I’m 2 years post op from stage 1 Breast cancer and I have been taking tamoxifen for about 18 months
i have no sex drive at all, feel tired and lathajic all the time don’t have any energy I’ve put on weight feel down and unattractive is it the tamoxifen or just me
I love my love so much he’s my rock but I so want to feel that spark again
I am sure that someone will be along soon to support you and share their own story. In the meantime maybe you could post in the Ask Our Nurses area or give our free Helpline a call and talk to one of our specialists?

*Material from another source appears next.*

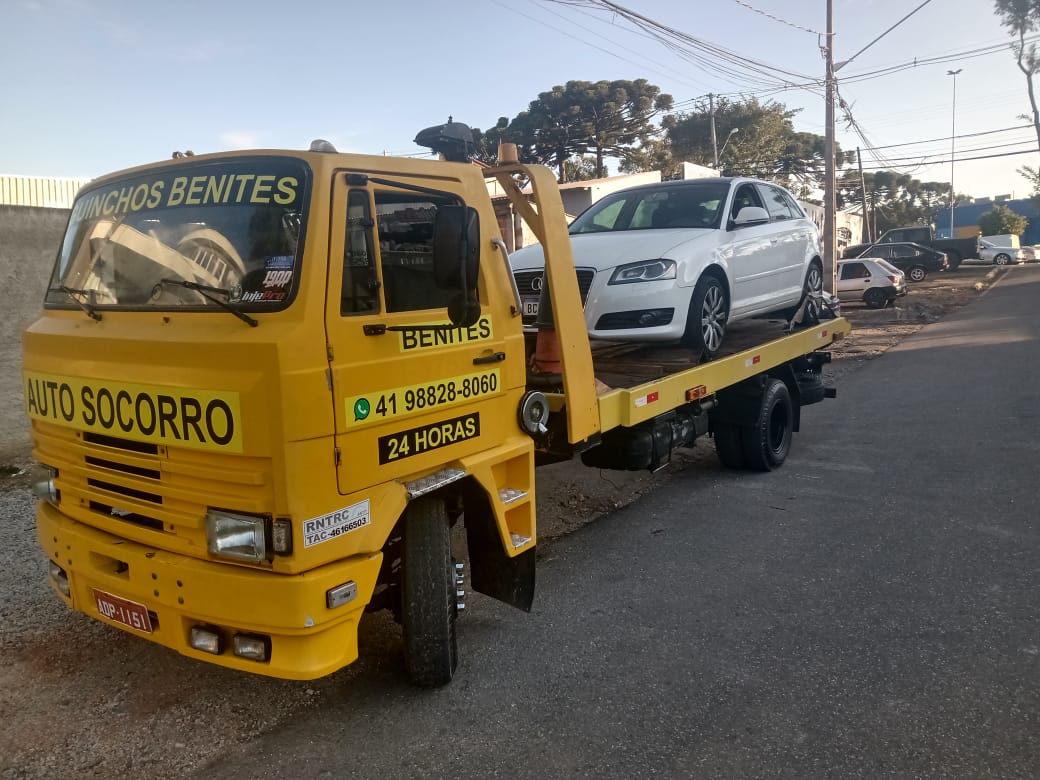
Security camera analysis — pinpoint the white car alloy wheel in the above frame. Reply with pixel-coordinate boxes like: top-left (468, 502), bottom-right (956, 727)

Hi Chaddy, I can totally relate! I was diagnosed in March 2015 and started Tamoxifen in the April , my sex drive took a dive and I felt totally shattered all the time and don’t even talk about the weight gain!!?
What actually pushed me in to having a break though was the effect it started to have on my joints , especially my knees , I now have arthritis and suffer badly with pain and stiffness, I’ve not lost any weight but my sex drive has returned!! Hurrah ? I’ve been off Tamoxifen for 4 months now and although I’m contemplating re starting in the new year I’m really not keen , I had a stage 1 grade 1 diagnosis and my extra protection with it is small, it’s something I will have to ponder on but for now I’m enjoying feeling like me again! Xx
I’ve been on Tam since March (had Estrogen Receptive, Invasive Ductal Carcinoma, 22mm, but no affected lymph nodes found). Got really low and anxious so gp prescribed Sertraline. After about two months I was my old self again. My worry was that the surgeons told me the effects of the Tam would be reduced by Sertraline. So, thinking I would be ok without antidepressants I came off them. I thought maybe the depression wasn’t all down to Tam. After all, I’d just fought cancer and like a crazy womon, moved house and took on a huge mortgage. Bearing in mind, I’d stayed positive all through my diagnosis, chemo and radio. But two months after stopping Sertraline (gradually) I’m in a bad place again now. I’ve been a miserable cow and I hate myself, my looks and I feel sorry for my family having to put up with the Grinch. I either have to come off Tam or change antidepressants. The main thing I have learned is that it’s definitely the Tam causing depression and anxiety, I’ve never suffered from it before, only since starting Tamoxifen.